La presidenta de la Comisión, Macrina Vallejo Bello, oriunda de la comunidad indígena de Tetlama, Temixco, lamentó el desplazamiento, casi total, que tuvieron las lenguas originarias, no solo en Morelos, sino en todo el territorio nacional, con la Conquista española.
A más de cinco siglos del hecho consumado, actualmente las comunidades que han persistido en el tiempo, y que mantuvieron su esencia a pesar de la imposición de una cultura diferente, siguen siendo vulnerables, pues los hablantes de la lengua originaria enfrentan todos los días una amenaza intensa.
Siguen siendo objeto de la discriminación y de la presión sobre sus sistemas normativos; fenómenos a los que se suman, con más énfasis en los últimos años, el despojo de sus tierras, la violencia y el crimen organizado, del que las comunidades indígenas no escapan.
Discurso y hechos
Todos saben y reconocen que los pueblos originarios son poseedores de una gran riqueza cultural, pero en la realidad, esto no se manifiesta así, apuntó la legisladora, al agregar que es evidente que se requiere de una nueva forma de sentir y ver el fondo.
Dijo que en los últimos tiempos los pueblos indígenas han sido objeto del reconocimiento de sus derechos, como comunidades y como individuos, pero aún así se siguen pasando por alto sus opiniones y necesidades específicas.

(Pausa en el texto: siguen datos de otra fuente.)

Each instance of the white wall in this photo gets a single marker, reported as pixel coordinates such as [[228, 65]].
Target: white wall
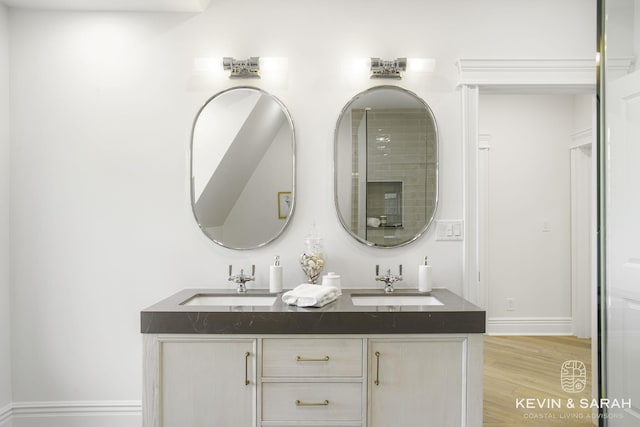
[[529, 204], [102, 106], [5, 308]]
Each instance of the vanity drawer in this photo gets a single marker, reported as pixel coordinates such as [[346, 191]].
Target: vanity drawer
[[310, 357], [311, 401]]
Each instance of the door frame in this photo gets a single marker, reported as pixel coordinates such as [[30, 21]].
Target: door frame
[[522, 76]]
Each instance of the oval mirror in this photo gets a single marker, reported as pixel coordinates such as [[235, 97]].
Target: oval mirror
[[386, 166], [242, 168]]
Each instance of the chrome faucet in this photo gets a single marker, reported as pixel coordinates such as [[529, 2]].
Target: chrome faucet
[[388, 278], [241, 279]]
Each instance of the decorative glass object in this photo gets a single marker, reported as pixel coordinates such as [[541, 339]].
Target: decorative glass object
[[312, 260]]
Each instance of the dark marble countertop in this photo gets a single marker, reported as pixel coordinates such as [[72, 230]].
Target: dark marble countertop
[[456, 315]]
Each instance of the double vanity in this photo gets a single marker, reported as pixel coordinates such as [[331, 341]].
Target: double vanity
[[370, 358], [215, 358]]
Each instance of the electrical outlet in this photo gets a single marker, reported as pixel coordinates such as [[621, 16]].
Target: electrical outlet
[[449, 230]]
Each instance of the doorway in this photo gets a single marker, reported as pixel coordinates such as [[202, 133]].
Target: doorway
[[534, 192]]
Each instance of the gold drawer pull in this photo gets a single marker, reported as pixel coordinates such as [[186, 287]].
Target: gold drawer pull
[[312, 359], [377, 381], [299, 403], [246, 368]]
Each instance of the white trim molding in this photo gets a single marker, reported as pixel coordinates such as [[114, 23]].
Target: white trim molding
[[5, 413], [582, 138], [529, 326], [45, 410], [576, 75], [102, 407]]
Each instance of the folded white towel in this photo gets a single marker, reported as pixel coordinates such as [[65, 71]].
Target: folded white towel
[[307, 295]]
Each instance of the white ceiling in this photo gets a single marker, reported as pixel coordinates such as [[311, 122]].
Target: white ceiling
[[112, 5]]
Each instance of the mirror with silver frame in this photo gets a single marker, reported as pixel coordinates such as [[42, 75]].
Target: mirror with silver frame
[[386, 167], [242, 168]]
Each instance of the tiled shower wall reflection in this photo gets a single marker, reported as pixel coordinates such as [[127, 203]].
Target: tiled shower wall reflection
[[397, 154]]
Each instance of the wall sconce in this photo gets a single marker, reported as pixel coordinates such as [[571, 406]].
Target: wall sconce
[[242, 69], [382, 69]]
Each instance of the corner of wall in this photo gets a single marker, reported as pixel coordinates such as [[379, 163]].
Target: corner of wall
[[5, 318]]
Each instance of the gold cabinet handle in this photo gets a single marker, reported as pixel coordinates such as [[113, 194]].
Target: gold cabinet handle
[[300, 403], [312, 359], [377, 381], [246, 368]]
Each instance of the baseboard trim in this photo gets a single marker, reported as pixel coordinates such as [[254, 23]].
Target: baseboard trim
[[529, 326], [74, 408]]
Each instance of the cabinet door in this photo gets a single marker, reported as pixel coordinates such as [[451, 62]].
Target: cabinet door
[[208, 383], [417, 382]]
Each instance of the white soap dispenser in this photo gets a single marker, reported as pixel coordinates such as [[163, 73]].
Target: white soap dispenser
[[275, 277], [424, 277]]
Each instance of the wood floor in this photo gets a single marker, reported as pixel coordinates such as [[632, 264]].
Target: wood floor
[[519, 367]]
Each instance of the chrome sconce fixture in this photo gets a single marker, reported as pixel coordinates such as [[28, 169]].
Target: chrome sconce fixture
[[242, 69], [382, 69]]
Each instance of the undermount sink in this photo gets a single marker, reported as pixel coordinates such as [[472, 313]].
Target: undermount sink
[[213, 300], [398, 299]]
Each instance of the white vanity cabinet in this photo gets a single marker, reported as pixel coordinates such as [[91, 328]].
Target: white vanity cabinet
[[426, 381], [198, 382], [304, 380]]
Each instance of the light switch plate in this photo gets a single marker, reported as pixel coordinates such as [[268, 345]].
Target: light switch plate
[[450, 230]]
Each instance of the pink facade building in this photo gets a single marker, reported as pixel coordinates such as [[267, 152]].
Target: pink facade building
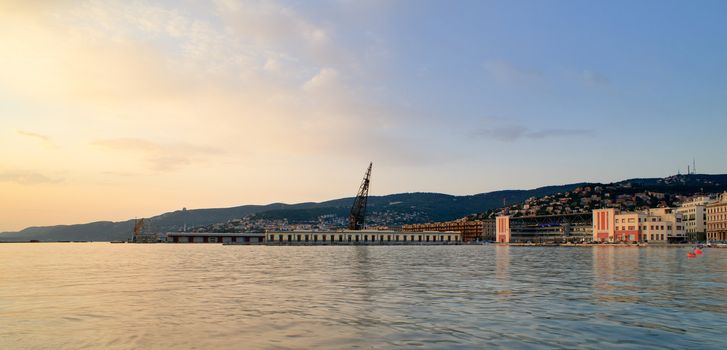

Por ejemplo, refirió que los niños y adolescentes indígenas son los que más riesgo tienen de no ir a la escuela, o de no recibir clases en su lengua materna, lo que les dificulta el aprendizaje.
Dijo que como diputada presentará una iniciativa de reforma encaminada a garantizar la educación bilingüe en el Estado, o por lo menos en las comunidades plenamente reconocidas como hablantes del náhuatl.